There should be a simulated "floor" that the camera can not see through.
The user should be able to move the viewer via a keypad: 8 will move the viewer forward one space, 4 and 6 will turn the viewer 90 degrees to the left and right, 2 will move the viewer backward one space. If forward of backward movement would take the viewer into a wall, then the action should have no effect. Moving into a space that contains a treasure should remove that treasure from the labyrinth. It should not be possible to move into a wall, or into a space containing a crate.
When the user types a movement key that should result in movement, the movement must be smooth. This is easily accomplished by animating the movement. Use a loop that uses sleep() calls or the system clock to move the camera a portion of the way toward the destination every fraction of a second (1/30th second gives a good animation). Alternatively you can juse the idle callback function: you might use a flag to indicate whether the user is in the middle of completing a move, and variables to indicate the user's current position (i.e., not yet in the center of the destination square).
The 'q' or 'Q' key should terminate the program.
The 'r' or 'R' key should reset the dungeon and the viewer to their original states/orientations.
When the user is in a space containing a light, clicking with the mouse should toggle the light on or off.
The camera should be colocated with a spotlight shining in the direction of movement. The light should be white, but not brighter than 50% of maximum. The 'l' or 'L' key should toggle the flashlight/headlight.
The floor of the dungeon should be shiny, as if it were waxed (i.e., make the floors specular).
Texture-map the surfaces of the walls, using a different texture for east/west walls and the north/south walls.

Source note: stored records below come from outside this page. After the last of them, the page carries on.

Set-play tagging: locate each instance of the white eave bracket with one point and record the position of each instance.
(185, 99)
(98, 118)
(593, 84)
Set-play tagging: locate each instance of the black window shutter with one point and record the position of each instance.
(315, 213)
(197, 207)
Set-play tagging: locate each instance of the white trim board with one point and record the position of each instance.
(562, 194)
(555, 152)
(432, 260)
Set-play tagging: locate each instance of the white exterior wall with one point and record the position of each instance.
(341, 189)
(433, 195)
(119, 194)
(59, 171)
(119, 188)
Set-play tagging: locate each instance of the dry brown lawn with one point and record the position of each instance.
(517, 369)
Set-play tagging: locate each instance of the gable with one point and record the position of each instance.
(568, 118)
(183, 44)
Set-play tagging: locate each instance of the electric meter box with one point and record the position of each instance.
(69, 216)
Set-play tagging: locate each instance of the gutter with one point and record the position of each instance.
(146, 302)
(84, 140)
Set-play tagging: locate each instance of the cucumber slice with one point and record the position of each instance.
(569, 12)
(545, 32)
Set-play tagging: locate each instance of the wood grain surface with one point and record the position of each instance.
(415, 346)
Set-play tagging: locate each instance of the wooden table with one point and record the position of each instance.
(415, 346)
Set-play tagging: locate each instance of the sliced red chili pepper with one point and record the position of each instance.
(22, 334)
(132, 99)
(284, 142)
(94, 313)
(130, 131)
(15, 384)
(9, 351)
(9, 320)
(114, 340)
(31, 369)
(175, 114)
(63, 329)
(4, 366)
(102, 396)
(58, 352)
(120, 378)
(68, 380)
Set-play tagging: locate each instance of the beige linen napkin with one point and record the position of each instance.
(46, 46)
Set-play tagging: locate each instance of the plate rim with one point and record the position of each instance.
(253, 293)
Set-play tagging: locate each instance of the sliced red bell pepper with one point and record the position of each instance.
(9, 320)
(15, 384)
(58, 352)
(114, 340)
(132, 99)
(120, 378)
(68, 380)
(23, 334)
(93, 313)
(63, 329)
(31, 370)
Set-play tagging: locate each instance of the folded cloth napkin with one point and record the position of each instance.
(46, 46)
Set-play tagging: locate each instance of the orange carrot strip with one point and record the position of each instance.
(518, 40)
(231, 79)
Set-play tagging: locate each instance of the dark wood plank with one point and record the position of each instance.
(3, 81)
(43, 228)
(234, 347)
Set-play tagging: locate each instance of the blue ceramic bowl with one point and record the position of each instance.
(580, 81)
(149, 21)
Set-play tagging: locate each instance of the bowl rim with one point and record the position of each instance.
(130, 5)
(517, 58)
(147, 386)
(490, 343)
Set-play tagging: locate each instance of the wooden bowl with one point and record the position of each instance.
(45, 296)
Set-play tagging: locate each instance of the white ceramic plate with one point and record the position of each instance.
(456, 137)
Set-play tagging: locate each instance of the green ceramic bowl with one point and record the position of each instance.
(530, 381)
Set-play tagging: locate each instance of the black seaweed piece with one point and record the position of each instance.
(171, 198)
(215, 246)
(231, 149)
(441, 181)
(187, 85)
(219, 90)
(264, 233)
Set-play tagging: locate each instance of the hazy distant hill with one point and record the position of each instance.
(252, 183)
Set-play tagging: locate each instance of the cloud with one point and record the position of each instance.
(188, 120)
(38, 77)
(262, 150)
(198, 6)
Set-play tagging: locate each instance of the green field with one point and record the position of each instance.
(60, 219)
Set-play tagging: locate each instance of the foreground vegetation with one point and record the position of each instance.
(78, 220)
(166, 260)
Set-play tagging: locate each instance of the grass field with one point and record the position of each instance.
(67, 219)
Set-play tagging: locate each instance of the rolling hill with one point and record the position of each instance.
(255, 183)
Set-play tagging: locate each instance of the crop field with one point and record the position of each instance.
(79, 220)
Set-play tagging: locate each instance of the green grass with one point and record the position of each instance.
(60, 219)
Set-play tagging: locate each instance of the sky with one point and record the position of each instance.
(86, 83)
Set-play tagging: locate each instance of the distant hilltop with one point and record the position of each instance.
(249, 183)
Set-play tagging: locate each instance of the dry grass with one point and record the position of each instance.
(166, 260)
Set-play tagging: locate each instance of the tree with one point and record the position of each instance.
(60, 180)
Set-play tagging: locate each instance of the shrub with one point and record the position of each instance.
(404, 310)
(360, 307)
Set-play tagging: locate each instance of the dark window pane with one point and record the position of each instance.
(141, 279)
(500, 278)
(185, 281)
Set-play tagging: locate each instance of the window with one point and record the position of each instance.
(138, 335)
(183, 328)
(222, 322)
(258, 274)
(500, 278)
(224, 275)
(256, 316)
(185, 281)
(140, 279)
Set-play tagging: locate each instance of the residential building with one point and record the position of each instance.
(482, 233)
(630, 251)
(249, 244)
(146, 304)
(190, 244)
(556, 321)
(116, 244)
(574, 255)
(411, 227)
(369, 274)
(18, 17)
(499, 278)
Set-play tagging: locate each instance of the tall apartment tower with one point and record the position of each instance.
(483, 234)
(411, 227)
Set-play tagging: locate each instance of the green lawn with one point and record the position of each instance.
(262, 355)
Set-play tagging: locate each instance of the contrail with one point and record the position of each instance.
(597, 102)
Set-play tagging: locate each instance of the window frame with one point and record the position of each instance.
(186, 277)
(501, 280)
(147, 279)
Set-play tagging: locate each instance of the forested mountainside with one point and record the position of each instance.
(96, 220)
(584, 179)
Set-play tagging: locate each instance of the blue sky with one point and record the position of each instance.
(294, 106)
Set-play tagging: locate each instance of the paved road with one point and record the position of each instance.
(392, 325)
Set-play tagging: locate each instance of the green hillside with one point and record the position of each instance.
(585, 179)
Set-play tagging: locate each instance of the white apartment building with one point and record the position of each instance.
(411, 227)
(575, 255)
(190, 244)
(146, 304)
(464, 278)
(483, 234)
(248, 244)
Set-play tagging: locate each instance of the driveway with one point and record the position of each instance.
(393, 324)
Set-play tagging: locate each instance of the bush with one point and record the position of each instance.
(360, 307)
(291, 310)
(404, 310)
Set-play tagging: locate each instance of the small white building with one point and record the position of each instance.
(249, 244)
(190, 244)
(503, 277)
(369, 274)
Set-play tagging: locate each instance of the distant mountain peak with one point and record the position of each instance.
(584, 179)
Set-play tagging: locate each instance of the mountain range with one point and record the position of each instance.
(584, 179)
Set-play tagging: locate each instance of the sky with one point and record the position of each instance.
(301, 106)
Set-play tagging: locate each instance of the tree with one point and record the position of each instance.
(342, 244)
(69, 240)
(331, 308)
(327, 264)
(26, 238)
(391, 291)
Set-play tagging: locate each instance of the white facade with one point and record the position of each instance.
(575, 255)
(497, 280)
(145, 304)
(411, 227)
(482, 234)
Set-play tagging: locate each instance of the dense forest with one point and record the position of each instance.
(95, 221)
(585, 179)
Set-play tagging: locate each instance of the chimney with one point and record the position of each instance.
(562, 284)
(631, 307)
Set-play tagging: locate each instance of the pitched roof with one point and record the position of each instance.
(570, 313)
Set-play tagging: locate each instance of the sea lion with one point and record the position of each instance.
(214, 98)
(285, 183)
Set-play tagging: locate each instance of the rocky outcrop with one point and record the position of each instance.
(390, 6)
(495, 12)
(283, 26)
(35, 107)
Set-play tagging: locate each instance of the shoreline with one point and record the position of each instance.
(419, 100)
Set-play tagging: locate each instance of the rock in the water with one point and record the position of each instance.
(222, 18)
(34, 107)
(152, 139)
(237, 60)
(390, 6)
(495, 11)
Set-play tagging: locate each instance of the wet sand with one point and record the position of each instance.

Here is a sample input file.

Accessing Sketchup Datafiles

To access the vertex, triangle and edge data in a Google Sketchup exported file, use my SketchUpCollada class. (You can download the entire contents of that project here.)

Graduate Student Requirements (and extra credit for undergrads)

For those of you taking this course for graduate credit you should complete the assignment as indicated above, with the following changes:

Motion of the camera should no longer be integral. The 4 and 6 keys should rotate the camera left and right, respectively, but only at a fixed rate for as long as the keys are held down. Upon release, the camera should remain at its current orientation. Likewise and 8 and 2 keys should move the camera forward and backward, but only for so long as the keys are held down. Not that movement along the ramps may be complicated by this. For each frame of animation, you can calculate the x,z coordinate easily enough, and the y-coordinate will be a fixed amount above the floor at that (x,z) position. But the height of the floor varies across ramps....

The program must still disallow the camera from passing through any walls. This is a simple form of collision detection, for each frame of animation, calculate whether the movement of the camera would take it into a space that is a wall. If so, do not move the camera.

Add a sky-dome or sky-cube to your program.

Hints:

Play with the diffuse, ambient, and specular coefficients to get a nice looking effect. Add the texture maps only after you've got most stuff working.

Submission:

Submit your source code to the appropriate dropbox in emuonline.edu.